PhD Projects 2020
- Charles Khoury: Application of deep learning power amplifier architectures for mmWave communications
- Konstantinos Lekkas: Advanced all-optical interconnect technologies for secure data Centre networks
- Alex Pitt: Efficient and linear wideband radio frequency power amplifiers
- Emma Valla: Robust consensus in swarm robotics
Charles Khoury
Application of deep learning to radio frequency cyber security
The recent deployment of 5G infrastructure has marks a new area of communication allowing for more connectivity and new applications including critical ones such self-driving vehicles. This implies the need for secure and reliable mobile networking at the physical layer as the network needs to be available to users, avoiding denial of service, and data secrecy and integrity needs to be maintained. Current approach to study the physical channel is based on improving one aspect of the communication pipeline via statistical understanding of the channel or hardware compensation. This approach has it's limitation as the system is not modelled holistically making it hard to adapt to changes in the wireless medium.
The field of Deep Learning and Machine Learning has allowed researcher to solve more complex problems due to the improvements in algorithm sand in the case of supervised learning applications an abundance of data. Moreover, the hardware needed to perform training and/or inference tasks has seen a significant increase in power and efficiency with graphics processors and dedicated accelerator scaling from data centres to mobile terminals.
Konstantinos Lekkas
Advanced all-optical interconnect technologies for secure data Centre networks
Transparent optical networking is essential for traditional transport optical networks telecommunication applications but has also evolved as the key enabling technology for future dynamic quantum secure optical communications and hyperscale data centres and supercomputers. Specifically, all - optical switches are very good candidates for high speed communications as the light signals are not required to be converted to electrical signals as it happens in traditional electronic switches, while they are also inherently transparent to the signals bit rate allowing them to support the ultra high bandwidth links of current and future data centre networks. On the other hand, low loss optical switches are the only means to switch quantum signals towards the realization of dynamic quantum key distribution topologies that allow their deployment beyond point-to-point links in a real mesh network. Therefore, the objectives of this PhD research are:
1. Develop the concept of dynamic quantum key distribution using low loss optical switches
2. Develop new optical data centre networking architectures that take advantage of high radix ultra-fast switches
3. Design and develop novel high-radix, high speed, low loss optical switching technologies that support future optical data centers and quantum networks.
Alex Pitt
Efficient and linear wideband radio frequency power amplifiers
The aim of the PhD will be to improve the bandwidth of radio frequency power amplifiers whilst maintaining a sufficient level of linearity and efficiency at input power level back off. Simulation tools will be used to investigate state of the art methods to understand their limitations and areas for improvement. This investigative work will then be used to formulate a new method in constructing a radio frequency power amplifier with good ultra wideband linearity and efficiency performance. This method will then be validated through the design of power amplifier hardware and then through laboratory test and measurement. This research will see an application in future communication systems beyond 5G where it will allow users to achieve higher data speeds and system operators to gain monetary savings through better system efficiency.
Emma Valla
Robust consensus in swarm robotics
Robot swarms are collections of a large number of relatively simple and inexpensive robots, which cooperate in order to carry out a task. A fundamental challenge in swarm robotics is to coordinate such swarms. It is typically not desirable or feasible to have a central controller, and the robots in the swarm have to achieve coordination on their own. There has been a large body of research developing decentralised algorithms for coordination in robot swarms. It is however often taken for granted that such algorithms will be robust to the failures or faulty behaviours of a small number of robots, but this has not been rigorously tested.

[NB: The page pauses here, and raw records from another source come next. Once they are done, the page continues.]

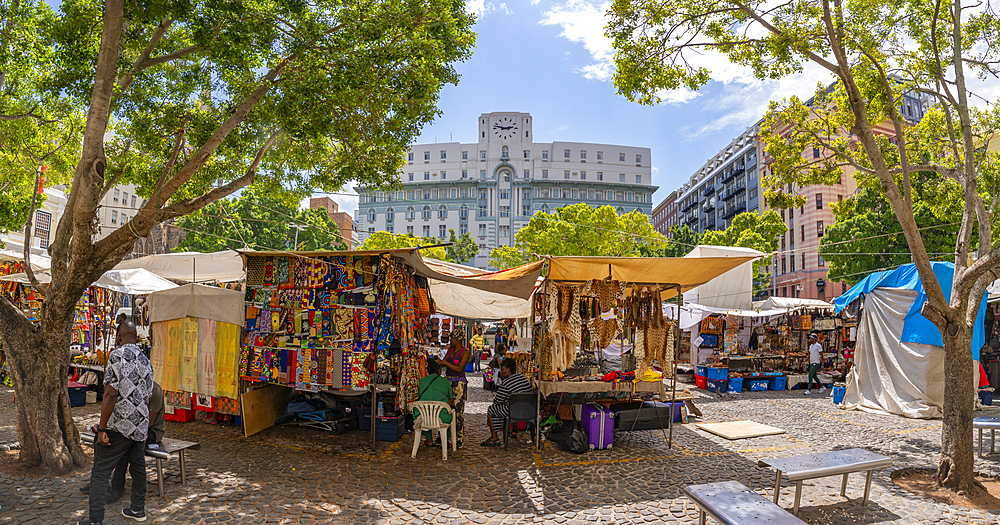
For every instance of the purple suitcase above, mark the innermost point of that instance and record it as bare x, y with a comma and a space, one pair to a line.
599, 425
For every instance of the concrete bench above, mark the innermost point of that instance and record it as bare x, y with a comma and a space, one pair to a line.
167, 448
812, 466
732, 503
991, 423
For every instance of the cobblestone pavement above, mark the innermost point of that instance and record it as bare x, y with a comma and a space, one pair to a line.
292, 475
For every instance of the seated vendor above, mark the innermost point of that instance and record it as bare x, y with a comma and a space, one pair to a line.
433, 387
496, 414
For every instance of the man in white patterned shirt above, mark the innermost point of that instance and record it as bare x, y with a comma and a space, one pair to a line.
128, 385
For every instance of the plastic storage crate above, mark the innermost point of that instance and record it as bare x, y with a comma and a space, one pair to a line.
390, 428
718, 373
718, 385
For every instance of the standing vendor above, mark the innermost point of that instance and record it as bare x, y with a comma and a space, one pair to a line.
454, 361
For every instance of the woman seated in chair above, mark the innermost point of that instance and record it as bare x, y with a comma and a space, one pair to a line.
496, 414
433, 387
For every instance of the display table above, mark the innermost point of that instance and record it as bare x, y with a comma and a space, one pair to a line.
548, 388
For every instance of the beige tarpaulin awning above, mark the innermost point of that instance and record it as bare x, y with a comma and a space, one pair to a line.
684, 272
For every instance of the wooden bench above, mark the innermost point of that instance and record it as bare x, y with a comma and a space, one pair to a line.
166, 449
811, 466
732, 503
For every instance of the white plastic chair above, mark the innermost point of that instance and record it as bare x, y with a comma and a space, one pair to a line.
430, 419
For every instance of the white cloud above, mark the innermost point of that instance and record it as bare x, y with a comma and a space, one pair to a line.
482, 8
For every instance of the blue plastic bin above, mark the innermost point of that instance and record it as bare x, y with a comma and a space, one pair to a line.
718, 373
838, 394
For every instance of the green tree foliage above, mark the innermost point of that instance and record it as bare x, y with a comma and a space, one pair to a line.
463, 249
878, 51
392, 241
579, 229
867, 238
259, 220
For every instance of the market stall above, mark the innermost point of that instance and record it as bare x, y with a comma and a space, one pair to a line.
587, 304
348, 323
899, 358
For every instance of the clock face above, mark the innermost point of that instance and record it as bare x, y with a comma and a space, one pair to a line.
505, 128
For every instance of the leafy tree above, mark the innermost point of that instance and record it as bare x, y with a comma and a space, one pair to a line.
878, 51
462, 250
866, 237
759, 231
579, 229
394, 241
259, 220
202, 99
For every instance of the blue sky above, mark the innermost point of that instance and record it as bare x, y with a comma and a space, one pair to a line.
551, 59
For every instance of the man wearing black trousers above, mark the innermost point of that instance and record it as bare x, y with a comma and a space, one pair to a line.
122, 431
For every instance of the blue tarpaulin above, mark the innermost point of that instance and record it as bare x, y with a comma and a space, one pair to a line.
916, 327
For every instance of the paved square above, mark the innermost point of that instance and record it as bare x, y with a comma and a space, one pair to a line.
293, 475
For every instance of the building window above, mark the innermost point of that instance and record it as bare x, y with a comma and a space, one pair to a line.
43, 223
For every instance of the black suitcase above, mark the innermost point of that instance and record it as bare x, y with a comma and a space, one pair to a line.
649, 415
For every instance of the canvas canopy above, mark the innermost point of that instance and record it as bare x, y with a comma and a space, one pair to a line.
188, 267
733, 289
684, 272
134, 282
196, 300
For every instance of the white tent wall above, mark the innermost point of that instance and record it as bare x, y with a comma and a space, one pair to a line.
888, 376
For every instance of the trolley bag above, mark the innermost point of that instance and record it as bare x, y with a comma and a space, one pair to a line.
599, 423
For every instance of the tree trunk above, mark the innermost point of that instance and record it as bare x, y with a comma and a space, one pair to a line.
39, 364
955, 469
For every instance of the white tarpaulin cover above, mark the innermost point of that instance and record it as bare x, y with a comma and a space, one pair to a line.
188, 267
890, 376
197, 300
733, 289
135, 282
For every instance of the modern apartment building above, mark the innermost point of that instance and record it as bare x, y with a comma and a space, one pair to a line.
492, 187
727, 185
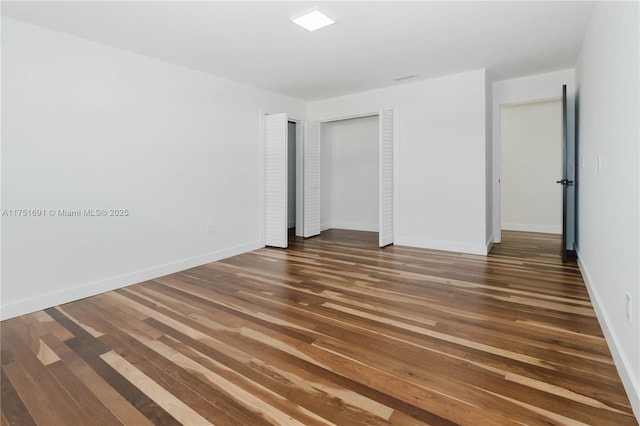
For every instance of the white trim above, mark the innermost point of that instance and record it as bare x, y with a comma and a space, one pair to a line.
489, 245
37, 303
529, 227
623, 364
371, 227
480, 249
349, 117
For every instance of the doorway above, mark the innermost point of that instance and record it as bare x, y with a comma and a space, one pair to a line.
308, 176
350, 174
531, 161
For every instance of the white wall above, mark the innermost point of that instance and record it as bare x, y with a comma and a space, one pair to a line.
86, 126
291, 176
522, 90
350, 181
440, 164
609, 198
488, 158
531, 162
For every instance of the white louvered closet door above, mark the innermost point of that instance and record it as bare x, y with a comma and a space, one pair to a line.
311, 209
275, 176
385, 174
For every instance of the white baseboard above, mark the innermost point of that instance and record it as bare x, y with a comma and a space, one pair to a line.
27, 306
480, 249
528, 227
489, 244
623, 364
351, 226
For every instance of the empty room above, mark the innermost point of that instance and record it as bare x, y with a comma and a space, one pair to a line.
320, 213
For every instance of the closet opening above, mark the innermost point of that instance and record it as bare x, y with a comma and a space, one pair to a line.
349, 174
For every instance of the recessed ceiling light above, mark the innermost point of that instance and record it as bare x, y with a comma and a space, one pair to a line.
406, 77
313, 20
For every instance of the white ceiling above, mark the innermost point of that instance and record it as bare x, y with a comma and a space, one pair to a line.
371, 43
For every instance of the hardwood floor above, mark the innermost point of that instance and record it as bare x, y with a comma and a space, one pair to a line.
332, 330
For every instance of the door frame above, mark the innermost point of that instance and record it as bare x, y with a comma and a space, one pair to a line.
299, 170
395, 154
525, 90
499, 154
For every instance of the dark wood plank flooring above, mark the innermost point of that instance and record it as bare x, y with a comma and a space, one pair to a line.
332, 330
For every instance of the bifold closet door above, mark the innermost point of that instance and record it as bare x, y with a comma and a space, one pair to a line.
275, 147
311, 208
385, 175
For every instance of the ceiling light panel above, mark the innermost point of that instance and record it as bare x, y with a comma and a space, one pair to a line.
313, 20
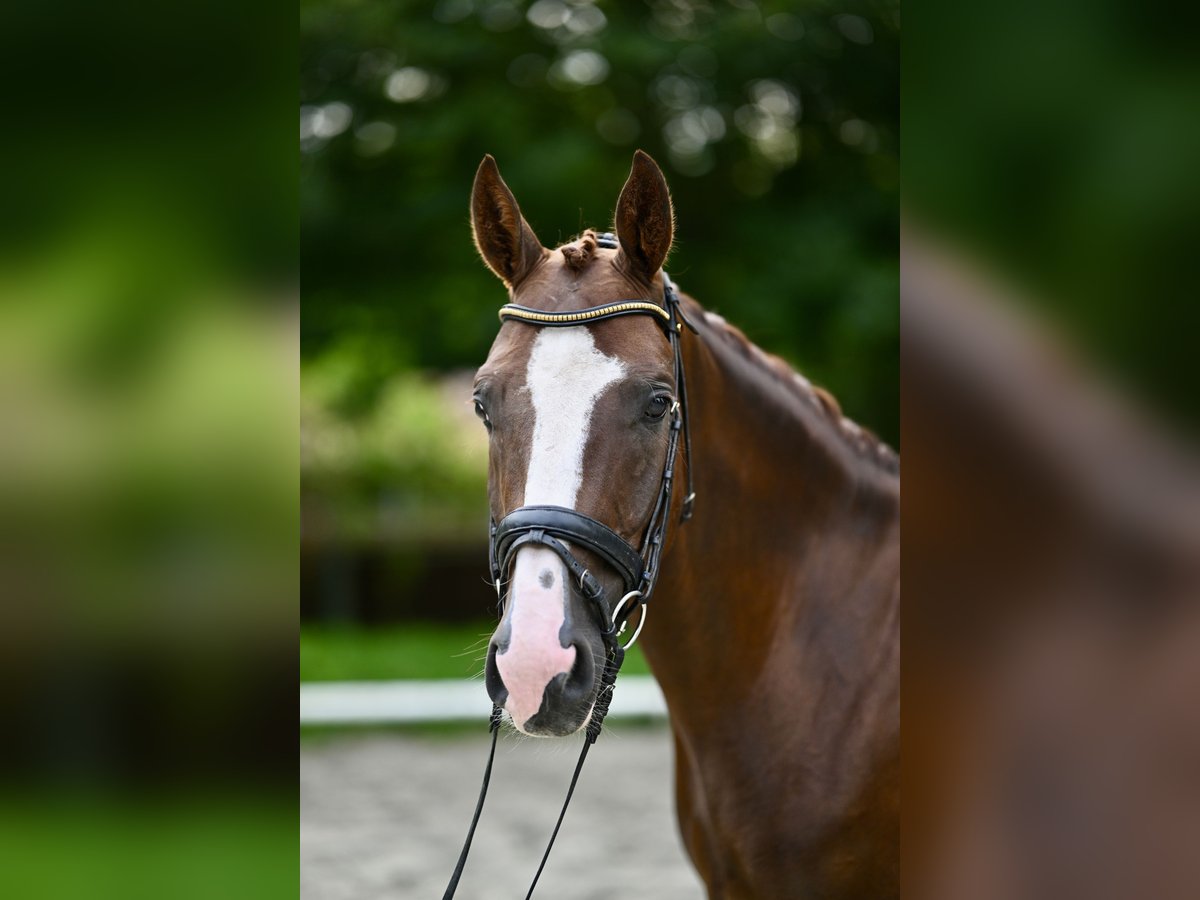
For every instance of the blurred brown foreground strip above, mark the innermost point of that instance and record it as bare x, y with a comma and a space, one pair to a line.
1051, 567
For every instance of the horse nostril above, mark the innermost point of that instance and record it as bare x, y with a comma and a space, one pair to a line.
496, 689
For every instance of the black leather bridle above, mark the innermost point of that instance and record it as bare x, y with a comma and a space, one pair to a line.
558, 529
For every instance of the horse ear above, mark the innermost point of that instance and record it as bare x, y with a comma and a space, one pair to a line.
503, 238
645, 217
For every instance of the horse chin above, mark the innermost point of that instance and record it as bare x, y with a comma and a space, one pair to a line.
557, 723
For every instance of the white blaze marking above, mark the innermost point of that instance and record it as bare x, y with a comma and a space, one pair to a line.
565, 376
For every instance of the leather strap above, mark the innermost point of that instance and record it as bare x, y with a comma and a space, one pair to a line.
571, 526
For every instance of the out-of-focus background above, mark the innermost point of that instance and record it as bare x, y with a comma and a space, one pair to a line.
148, 455
777, 126
1051, 525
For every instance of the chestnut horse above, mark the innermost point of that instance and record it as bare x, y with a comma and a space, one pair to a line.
775, 624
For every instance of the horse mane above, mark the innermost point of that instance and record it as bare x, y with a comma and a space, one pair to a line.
581, 251
863, 441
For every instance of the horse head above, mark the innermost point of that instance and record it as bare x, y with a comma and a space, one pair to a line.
580, 418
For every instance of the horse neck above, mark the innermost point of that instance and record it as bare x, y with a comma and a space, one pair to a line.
792, 504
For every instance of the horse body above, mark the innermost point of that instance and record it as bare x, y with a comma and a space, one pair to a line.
774, 630
775, 637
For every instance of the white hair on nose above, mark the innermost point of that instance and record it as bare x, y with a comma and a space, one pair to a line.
564, 376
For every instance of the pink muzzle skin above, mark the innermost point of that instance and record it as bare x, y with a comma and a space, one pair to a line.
537, 613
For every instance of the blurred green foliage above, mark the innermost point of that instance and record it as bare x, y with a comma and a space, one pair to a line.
777, 125
1059, 142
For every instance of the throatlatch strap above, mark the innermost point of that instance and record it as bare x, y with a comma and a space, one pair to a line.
479, 808
607, 679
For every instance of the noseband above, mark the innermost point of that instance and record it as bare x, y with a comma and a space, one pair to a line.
558, 528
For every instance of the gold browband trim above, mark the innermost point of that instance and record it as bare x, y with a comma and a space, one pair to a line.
597, 312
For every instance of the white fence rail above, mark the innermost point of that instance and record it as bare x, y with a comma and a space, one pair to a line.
439, 701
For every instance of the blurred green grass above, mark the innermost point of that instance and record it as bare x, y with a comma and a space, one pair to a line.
197, 849
353, 653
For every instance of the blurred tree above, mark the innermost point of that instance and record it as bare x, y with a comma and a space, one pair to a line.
775, 123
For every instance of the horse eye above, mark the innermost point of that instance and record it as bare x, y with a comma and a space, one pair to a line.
483, 414
658, 406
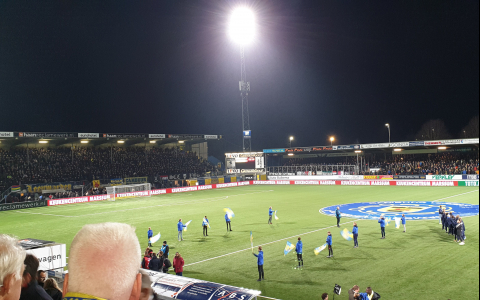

The goal of this project is to explore how robustness can be increased in consensus-based behaviours with robot swarms. The lens through which robustness will be primarily explored is that of the swarm network topology, with the aim to create mechanisms for self-correcting swarm networks. This includes determining the relationship between a network's topology and structure and its robustness to partial agent failure, total agent failure, noisy environments and communication loss. Implementation will include optimising for the most appropriate metric of network structure and developing a paired decentralised algorithm to correct for issues in the network. The Bristol Robotics Laboratory Kilobot Swarm will be used in physical simulations of the developed algorithm. The full scope of the project also includes benchmarking leading consensus-based algorithms for similar robustness to failure.